Developing evidence. I've been looking at how people are using operations research (O.R.) to manage risk and inform evidence-based decision-making: How is the evidence developed, and how is it communicated? The Wikipedia page says O.R. is an "interdisciplinary branch of applied mathematics and formal science that uses methods such as mathematical modeling, statistics, and algorithms to arrive at optimal or near optimal solutions to complex problems. It is typically concerned with determining the maxima (of profit, assembly line performance, crop yield, bandwidth, etc) or minima (of loss, risk, etc.) of some objective function. Operations research helps management achieve its goals using scientific methods."
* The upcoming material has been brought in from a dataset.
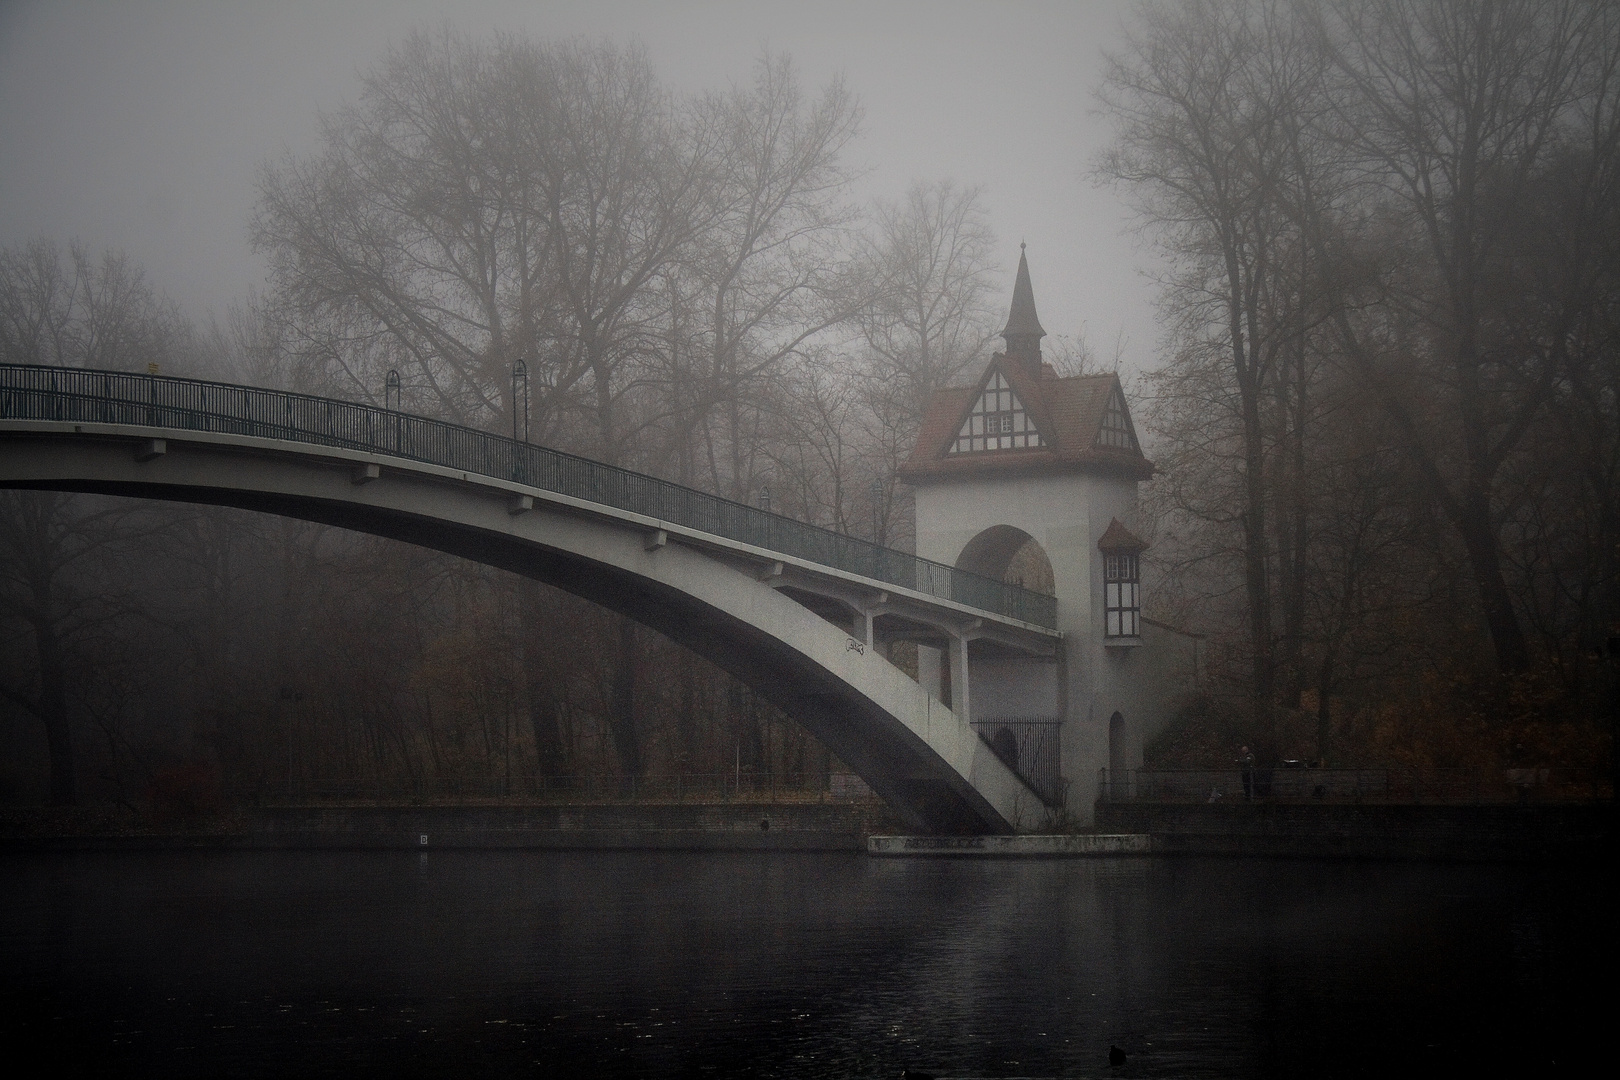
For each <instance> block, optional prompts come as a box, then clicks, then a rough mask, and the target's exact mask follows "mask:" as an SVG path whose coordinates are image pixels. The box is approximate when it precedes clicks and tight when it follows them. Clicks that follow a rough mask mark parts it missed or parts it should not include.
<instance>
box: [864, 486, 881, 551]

O.R. has many practical applications. The Science of Better.com describes it as "the discipline of applying advanced analytical methods to help make better decisions." The site is sponsored by the Institute for Operations Research and the Management Sciences (INFORMS®), a group of O.R. professionals. The Science of Better offers an excellent Executive Guide providing examples and success stories (16-page pdf). They offer practical advice, such as how to work with an O.R. professional (explaining what to expect during an initial assessment followed by analysis, prototyping, and system implementation). Although the guide doesn't actually refer to "evidence", they are describing ways to produce current, best evidence that helps executives make up their minds -- and isn't that what evidence-based management is about?
Fighting insurgents. O.R. helps people understand public policy issues and evaluate military strategies. As described in Operations Research, a journal published by INFORMS®, a recent O.R. study demonstrates why "even under best-case assumptions ...government cannot totally eradicate an insurgency by force." In “Why Defeating Insurgencies is Hard: The Effect of Intelligence in Counterinsurgency Operations – A Best-Case Scenario”, Moshe Kress and Roberto Szechtman of the Naval Postgraduate School discuss what they say is the first study of its kind to "combine military intelligence, attrition and civilian population behavior in a unified model of counterinsurgency dynamics" ($22US; Vol. 57 No. 3, May-June 2009, pp. 578-585). The researchers modeled the dynamic relations among intelligence, collateral casualties in the population, recruitment to the insurgency, attrition, and reinforcement to government forces.
The authors do a good job of explaining their findings in the research abstract, especially considering how complex such a study must be. They say in plain English: "In insurgency situations, the government-organized force is confronted by a small guerrilla group that is dispersed in the general population with no or a very small signature. Effective counterinsurgency operations require good intelligence. Absent intelligence, not only might the insurgents escape unharmed and continue their violent actions, but collateral damage caused to the general population from poor targeting may generate adverse response against the government and create popular support for the insurgents, which may result in higher recruitment to the insurgency." Rather than completely eradicate insurgents by force, the best a military can do is contain it "at a certain fixed level."
Note to the P.R. department: You could do a better job of spreading the evidence. The press release for the insurgency research article links to an obscure page about the Operations Research journal -- not the abstract, a Table of Contents, or a page where you can pay to access the article. I had to look around more than should be necessary.